Reputation: 35961
Sometimes a node backing GKE cluster goes down, with NotReady
status:
$ kubectl get nodes
NAME STATUS AGE VERSION
gke-my-pool-f8045547-60gw Ready 10d v1.6.2
gke-my-pool-f8045547-7c7e NotReady 10d v1.6.2
Node can stuck for days in NotReady, until I manually restart it.
I have a Health check for my pods, so all of them go to other nodes, but the problem that this stale node still has GCE disks attached. So some of pods are unable to start on any of other nodes, until I manually detach disks (or restart stale node).

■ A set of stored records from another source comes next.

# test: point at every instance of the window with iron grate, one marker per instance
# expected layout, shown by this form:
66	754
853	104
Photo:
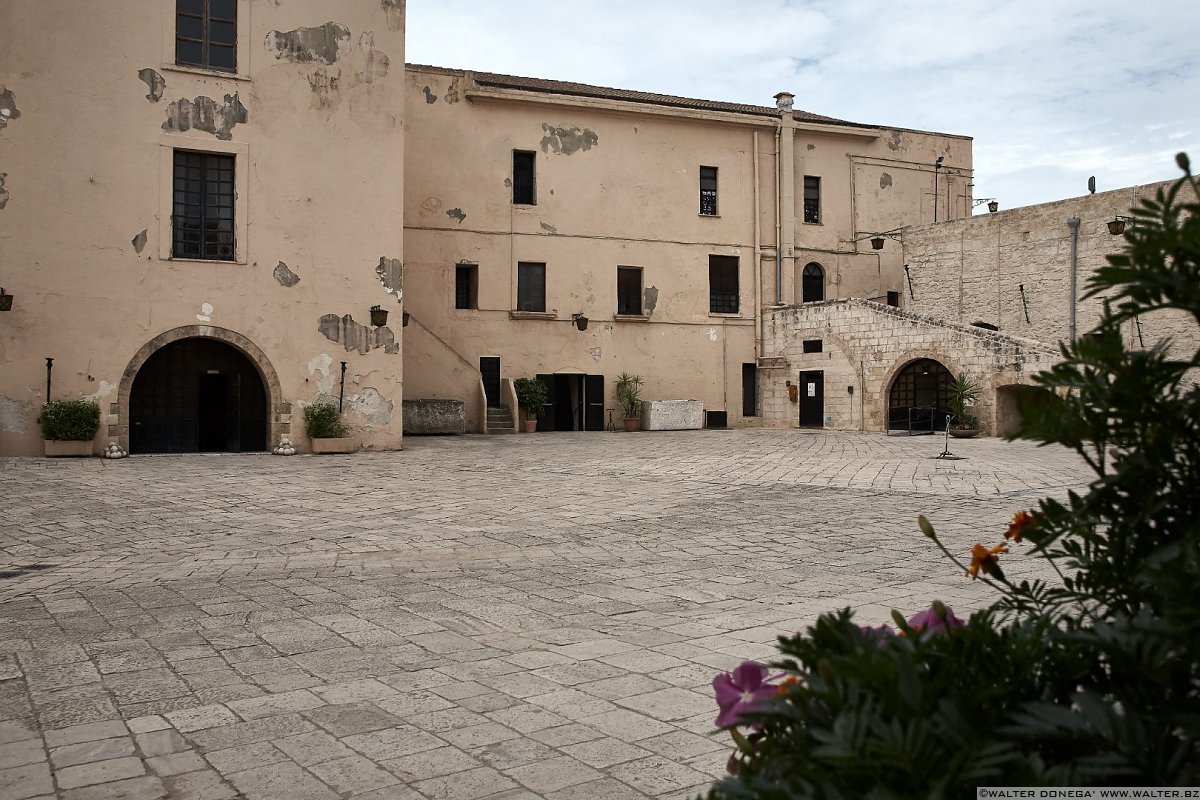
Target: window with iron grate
203	206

This basically kills whole idea of Kubernetes, because it this happens few times a day, so I have to babysit it whole day. Is there any way to configure Kubernetes or GCE to automate this? Most simple way would be automatic restart of NotReady
nodes, but it seems that there no way to configure health check for nodes itself. Another option would be automatic unmount of disks, when it requested from another machine, but I don't see any way to configure that too.
Upvotes: 0
Views: 4716
Reputation: 251
GKE has a node auto-repair functionality that will monitor the node's health status and trigger an automatic repair event (currently a node recreation for NotReady nodes). It's currently in Beta, but you can try it: https://cloud.google.com/container-engine/docs/node-auto-repair
Upvotes: 2